During this maintenance adjusting the configuration of the shared cache (intended to improve the experience of our largest customers), the shared cache was unavailable for too long, and as the load shifted to the database it became overwhelmed. The remote cache must be filled from the database, so when the database was overwhelmed, the cache could not be filled. This was a reinforcing feedback loop—the more load the database had, the more it needed the cache, and the more difficult it was to fill the cache. At some point, the whole system tipped and the only way to recovery was to block traffic entirely to refill the cache.
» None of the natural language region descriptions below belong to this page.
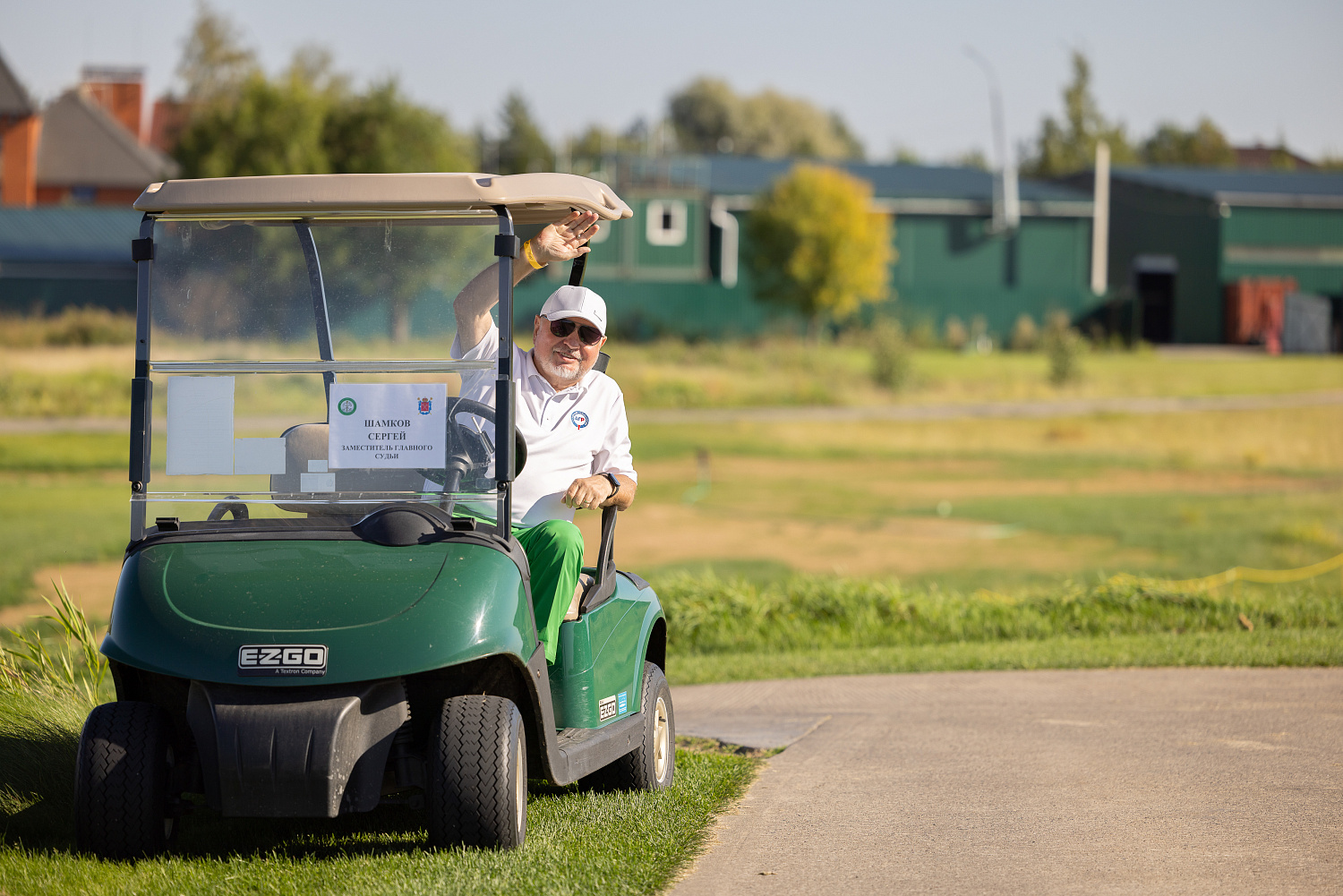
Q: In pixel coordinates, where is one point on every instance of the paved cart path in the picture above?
(1190, 781)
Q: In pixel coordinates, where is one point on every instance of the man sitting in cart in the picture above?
(572, 416)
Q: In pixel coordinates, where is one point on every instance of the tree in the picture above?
(1203, 145)
(268, 128)
(521, 148)
(381, 131)
(1069, 145)
(817, 246)
(709, 117)
(214, 62)
(706, 115)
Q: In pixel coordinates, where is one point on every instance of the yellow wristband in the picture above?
(531, 257)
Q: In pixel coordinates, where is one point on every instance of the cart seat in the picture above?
(308, 442)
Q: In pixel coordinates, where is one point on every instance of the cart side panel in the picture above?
(475, 605)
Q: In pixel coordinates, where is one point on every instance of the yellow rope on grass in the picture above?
(1244, 574)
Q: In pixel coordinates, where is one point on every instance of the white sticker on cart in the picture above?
(201, 426)
(387, 426)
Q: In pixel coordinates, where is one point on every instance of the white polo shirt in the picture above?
(575, 432)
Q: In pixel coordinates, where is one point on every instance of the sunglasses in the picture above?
(587, 335)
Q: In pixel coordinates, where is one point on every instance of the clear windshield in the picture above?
(303, 368)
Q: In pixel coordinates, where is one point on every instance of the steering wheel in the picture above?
(459, 439)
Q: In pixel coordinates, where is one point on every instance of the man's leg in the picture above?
(555, 552)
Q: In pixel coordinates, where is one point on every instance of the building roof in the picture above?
(83, 145)
(531, 198)
(62, 241)
(908, 188)
(13, 98)
(1270, 188)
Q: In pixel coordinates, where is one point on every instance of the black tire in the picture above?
(123, 772)
(652, 764)
(477, 774)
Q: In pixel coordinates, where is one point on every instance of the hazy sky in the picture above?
(897, 72)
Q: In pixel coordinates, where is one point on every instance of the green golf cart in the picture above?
(324, 608)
These phases of system degradation correspond to the two main phases of the incident. Of the 24 minutes our system was impacted, the first 17 were this increasing struggle to refill the cache as the database became more and more overloaded. The last seven minutes were when we shut off all incoming traffic in order for the database to recover and fill the cache. As soon as the cache was full, we allowed traffic back in the system.
This chart shows some of the interactions described above. The addition of the remote cache to the system removes potential database load and allows the system to scale above what would have been the limit of the database (labeled Safety Limit). When the remote cache clears, load on the database gradually increases from caches expiring. However, there is a window between the time when the cache clears and when the increasing load from expiring caches hits the safety limit—and within that window the system still functions! If the process to refill the cache can succeed within this window, the system stays up. If it cannot, when the blue database line hits the red safety limit line, it becomes impossible to recover the system without taking it offline. So long as this window remains large enough, there are benefits to keeping the caching architecture simple. But when the window becomes too small, there are a few other paths forward.
We can use this chart to help describe changes we can make to the system to make it harder to repeat this incident. There are two things we can change about this chart: we can make the maintenance window larger, and we can reduce the chance we enter the window at all.
In summary, caches make systems able to scale to great heights, but add complexity in operation and understanding to the overall system. Adding them in the right place opens a system to new opportunities, while at the same time making previously-simple behaviors more chaotic and difficult to understand.
For this particular system impacting Honeycomb ingestion, we are both adding some failover to the cache, as well as adjusting our cache timeouts in order to ensure that we enter a maintenance window like this one less often—and that when we do, we have more time available to complete the needed maintenance.